The bet: whoever gives Go a holistic harness for the **whole lifecycle** — not just
an agent SDK, not just a service framework — owns where agentic software gets built.
## What every improvement should serve
Judge each loop increment against the North Star:
1. **Make the harness real** — operate the loop in production: durability,
observability, resilience, streaming, human-in-the-loop.
2. **Tighten the lifecycle** — services ↔ agents ↔ workflows as one runtime, not
three silos.
3. **Advance orchestration** — durable, resumable, scheduled, looping workflows
that compose agents and services over time.
4. **Sharpen DX** — the 0→1 and 0→hero paths stay effortless.
5. **Strengthen interop** — MCP (tools), A2A (agents), x402 (paid tools).
6. **Harden trust** — cross-provider conformance, failure semantics, tests.
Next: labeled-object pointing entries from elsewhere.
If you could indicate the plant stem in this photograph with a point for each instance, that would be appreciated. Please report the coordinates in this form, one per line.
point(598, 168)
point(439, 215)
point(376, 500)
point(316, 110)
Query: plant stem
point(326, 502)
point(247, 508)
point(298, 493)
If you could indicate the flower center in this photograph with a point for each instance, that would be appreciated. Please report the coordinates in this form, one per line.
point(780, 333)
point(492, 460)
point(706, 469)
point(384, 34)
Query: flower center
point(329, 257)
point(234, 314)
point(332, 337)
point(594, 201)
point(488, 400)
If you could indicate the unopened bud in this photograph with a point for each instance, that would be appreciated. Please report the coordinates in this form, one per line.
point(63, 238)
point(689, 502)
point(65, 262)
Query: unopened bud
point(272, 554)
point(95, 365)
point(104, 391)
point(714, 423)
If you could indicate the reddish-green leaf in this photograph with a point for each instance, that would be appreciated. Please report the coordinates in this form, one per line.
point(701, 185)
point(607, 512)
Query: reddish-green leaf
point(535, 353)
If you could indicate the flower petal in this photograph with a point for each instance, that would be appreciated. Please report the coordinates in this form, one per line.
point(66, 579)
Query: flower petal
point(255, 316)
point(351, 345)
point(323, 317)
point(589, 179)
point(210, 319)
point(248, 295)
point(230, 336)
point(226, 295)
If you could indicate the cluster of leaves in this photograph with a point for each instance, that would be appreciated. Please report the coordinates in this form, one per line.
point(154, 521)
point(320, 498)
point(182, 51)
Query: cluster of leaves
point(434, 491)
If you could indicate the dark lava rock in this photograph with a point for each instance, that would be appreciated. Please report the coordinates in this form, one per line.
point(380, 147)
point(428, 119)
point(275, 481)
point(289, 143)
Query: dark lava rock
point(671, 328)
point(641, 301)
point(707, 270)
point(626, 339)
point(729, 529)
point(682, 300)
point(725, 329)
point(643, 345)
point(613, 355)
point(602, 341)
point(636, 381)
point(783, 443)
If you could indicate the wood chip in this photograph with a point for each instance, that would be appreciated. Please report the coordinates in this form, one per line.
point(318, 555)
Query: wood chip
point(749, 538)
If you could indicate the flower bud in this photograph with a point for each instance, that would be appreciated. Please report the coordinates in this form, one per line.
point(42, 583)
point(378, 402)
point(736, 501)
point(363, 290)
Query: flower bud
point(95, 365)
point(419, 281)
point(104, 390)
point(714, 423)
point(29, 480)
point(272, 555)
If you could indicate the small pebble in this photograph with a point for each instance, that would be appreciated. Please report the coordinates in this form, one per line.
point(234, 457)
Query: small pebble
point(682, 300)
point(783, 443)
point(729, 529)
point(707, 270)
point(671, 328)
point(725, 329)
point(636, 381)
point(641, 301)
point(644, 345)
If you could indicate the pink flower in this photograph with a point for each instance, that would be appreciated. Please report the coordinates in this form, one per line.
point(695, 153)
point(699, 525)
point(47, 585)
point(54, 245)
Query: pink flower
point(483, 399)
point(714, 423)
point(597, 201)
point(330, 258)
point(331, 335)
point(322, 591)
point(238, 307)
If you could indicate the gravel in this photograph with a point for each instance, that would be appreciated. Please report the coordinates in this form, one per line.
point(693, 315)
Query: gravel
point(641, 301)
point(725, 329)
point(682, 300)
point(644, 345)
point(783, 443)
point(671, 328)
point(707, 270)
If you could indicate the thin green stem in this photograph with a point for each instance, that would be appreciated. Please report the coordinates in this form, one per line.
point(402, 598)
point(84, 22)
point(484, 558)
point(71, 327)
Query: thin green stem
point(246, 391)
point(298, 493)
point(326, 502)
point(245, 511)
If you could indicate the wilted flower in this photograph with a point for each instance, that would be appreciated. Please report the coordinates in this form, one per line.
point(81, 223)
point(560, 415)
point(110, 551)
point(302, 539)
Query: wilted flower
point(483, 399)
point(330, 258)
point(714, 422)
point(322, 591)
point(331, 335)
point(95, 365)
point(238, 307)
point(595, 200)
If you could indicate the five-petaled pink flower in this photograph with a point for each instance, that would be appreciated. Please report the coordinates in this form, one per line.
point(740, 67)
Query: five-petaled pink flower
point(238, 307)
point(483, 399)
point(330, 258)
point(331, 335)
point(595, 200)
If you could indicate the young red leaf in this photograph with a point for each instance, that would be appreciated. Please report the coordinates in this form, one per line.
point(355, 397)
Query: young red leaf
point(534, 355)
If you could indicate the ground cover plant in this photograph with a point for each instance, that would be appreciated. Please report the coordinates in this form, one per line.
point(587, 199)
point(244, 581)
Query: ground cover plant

Prefer changes that advance these; avoid scope that doesn't. Brand/positioning
copy and breaking public-API changes stay with the human.
## The loop is the proof
Go Micro is built by an autonomous agentic loop — Claude Code and Codex
continuously improving the repo against this North Star. That isn't a gimmick; it's
the thesis applied to itself: an agent harness, built by agents running in a loop.
If the harness is good enough to build itself, it's good enough to build your
agentic software.
## What this is not
The framework is the product — no hosted platform, no enterprise tier, no VC, no
graph DSL. Sustained by sponsorship from those who run it. See `ROADMAP.md`.